Elle a déclaré que la découverte que la vitamine D alimentaire semblait avoir un effet protecteur plus fort que la vitamine D provenant des suppléments pourrait être due au hasard.

“Une autre explication possible pourrait être que certains nutriments contenus dans les multivitamines pourraient compenser les effets bénéfiques de la vitamine D”, a-t-elle déclaré.

“Il pourrait également y avoir des facteurs supplémentaires dans l’alimentation tels que le calcium qui pourraient fonctionner avec la vitamine D pour réduire le risque”, a ajouté le Dr Kim.
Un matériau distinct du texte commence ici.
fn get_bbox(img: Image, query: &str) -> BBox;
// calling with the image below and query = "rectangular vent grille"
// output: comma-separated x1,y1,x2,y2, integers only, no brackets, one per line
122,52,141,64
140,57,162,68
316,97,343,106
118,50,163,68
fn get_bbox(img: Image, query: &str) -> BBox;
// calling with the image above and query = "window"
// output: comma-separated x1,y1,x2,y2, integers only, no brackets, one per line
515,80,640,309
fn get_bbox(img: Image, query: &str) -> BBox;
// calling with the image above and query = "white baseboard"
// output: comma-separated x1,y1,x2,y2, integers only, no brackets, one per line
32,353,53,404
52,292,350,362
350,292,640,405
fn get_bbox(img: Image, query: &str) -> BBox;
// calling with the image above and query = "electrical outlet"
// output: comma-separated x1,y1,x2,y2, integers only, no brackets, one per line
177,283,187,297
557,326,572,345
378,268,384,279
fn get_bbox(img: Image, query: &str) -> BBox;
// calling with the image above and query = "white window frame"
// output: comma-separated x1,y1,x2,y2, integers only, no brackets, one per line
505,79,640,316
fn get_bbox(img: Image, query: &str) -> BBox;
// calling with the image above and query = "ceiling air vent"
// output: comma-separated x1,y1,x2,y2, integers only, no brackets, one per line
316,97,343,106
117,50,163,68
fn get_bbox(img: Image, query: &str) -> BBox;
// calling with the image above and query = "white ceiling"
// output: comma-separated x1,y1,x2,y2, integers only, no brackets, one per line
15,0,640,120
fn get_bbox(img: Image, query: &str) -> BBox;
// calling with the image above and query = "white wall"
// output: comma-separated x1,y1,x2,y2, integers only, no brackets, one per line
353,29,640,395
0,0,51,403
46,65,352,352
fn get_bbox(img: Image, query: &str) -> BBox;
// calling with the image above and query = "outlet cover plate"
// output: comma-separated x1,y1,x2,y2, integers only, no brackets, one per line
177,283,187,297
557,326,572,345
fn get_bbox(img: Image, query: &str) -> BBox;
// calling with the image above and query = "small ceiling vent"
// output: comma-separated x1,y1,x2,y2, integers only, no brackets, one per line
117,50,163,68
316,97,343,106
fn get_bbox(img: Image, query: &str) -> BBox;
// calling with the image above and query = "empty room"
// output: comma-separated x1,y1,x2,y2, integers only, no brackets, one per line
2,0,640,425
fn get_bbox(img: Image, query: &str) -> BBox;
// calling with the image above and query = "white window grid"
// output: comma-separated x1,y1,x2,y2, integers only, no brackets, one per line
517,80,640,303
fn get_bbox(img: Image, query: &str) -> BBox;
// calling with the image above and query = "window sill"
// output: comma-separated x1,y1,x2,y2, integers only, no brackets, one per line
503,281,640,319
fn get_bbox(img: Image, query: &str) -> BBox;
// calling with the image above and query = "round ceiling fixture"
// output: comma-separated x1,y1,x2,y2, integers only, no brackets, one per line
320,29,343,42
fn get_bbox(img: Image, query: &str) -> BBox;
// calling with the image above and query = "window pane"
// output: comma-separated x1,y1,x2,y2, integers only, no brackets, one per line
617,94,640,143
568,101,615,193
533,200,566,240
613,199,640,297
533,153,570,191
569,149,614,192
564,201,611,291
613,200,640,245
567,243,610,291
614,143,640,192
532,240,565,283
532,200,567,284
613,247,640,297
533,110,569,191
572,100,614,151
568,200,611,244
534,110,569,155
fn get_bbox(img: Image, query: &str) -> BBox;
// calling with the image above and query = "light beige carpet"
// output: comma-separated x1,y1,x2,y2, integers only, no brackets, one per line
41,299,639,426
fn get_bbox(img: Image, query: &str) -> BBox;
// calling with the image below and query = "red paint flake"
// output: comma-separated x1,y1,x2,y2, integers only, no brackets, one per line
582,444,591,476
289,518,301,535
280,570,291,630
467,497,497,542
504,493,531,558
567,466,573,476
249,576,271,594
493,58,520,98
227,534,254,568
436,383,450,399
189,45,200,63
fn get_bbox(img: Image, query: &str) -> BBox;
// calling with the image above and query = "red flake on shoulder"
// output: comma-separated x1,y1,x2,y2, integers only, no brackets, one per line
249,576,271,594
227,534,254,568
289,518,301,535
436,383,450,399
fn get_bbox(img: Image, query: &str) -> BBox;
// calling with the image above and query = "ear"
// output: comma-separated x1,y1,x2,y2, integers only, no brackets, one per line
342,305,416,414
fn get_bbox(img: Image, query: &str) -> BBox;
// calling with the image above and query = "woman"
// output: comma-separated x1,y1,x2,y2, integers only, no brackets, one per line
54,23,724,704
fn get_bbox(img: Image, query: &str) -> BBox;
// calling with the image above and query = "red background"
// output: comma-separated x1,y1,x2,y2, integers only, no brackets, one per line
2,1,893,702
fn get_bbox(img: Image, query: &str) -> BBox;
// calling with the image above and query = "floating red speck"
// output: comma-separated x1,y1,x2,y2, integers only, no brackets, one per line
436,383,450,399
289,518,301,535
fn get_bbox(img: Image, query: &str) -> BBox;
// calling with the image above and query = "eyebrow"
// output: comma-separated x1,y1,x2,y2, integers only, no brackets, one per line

Mais l’auteur a également souligné qu’ils ne comprenaient pas pleinement le mécanisme sous-jacent aux différences possibles entre la vitamine D alimentaire et la vitamine D supplémentaire.

Plus de recherches nécessaires

Manju George, MVSc., Ph.D., consultant en affaires médicales à la Colorectal Cancer Alliance, a déclaré à MNT que le cancer colorectal à début précoce représente plus de 10 % de tous les cas de cancer colorectal et que cette incidence est en augmentation.

“Des études d’observation telles que celle-ci ont mis en lumière le rôle de l’alimentation et de facteurs spécifiques comme la vitamine D dans l’augmentation de l’incidence des jeunes [colorectal cancer], mais des recherches supplémentaires sont nécessaires pour tirer des conclusions », a-t-elle déclaré.

“Comme l’ont conclu les auteurs de l’étude, des travaux supplémentaires avec un échantillon plus grand pour confirmer ces résultats doivent être effectués avant que des niveaux adéquats de vitamine D ne soient une stratégie pour [colorectal cancer] la réduction des risques chez les jeunes adultes peut être recommandée », a ajouté le Dr George.

Les auteurs notent plusieurs limites à leur recherche. En particulier, le nombre relativement faible de cas de cancer colorectal d’apparition précoce au cours de l’étude a limité sa puissance statistique.

Cependant, ils soulignent que la relation entre l’apport en vitamine D et l’incidence des précurseurs du cancer colorectal, qui étaient beaucoup plus nombreux, confortait les résultats.

Une autre limitation majeure de l’étude est que les participants étaient tous des femmes et principalement de race blanche. Les résultats peuvent donc ne pas s’appliquer aux hommes et aux groupes raciaux ou ethniques non blancs.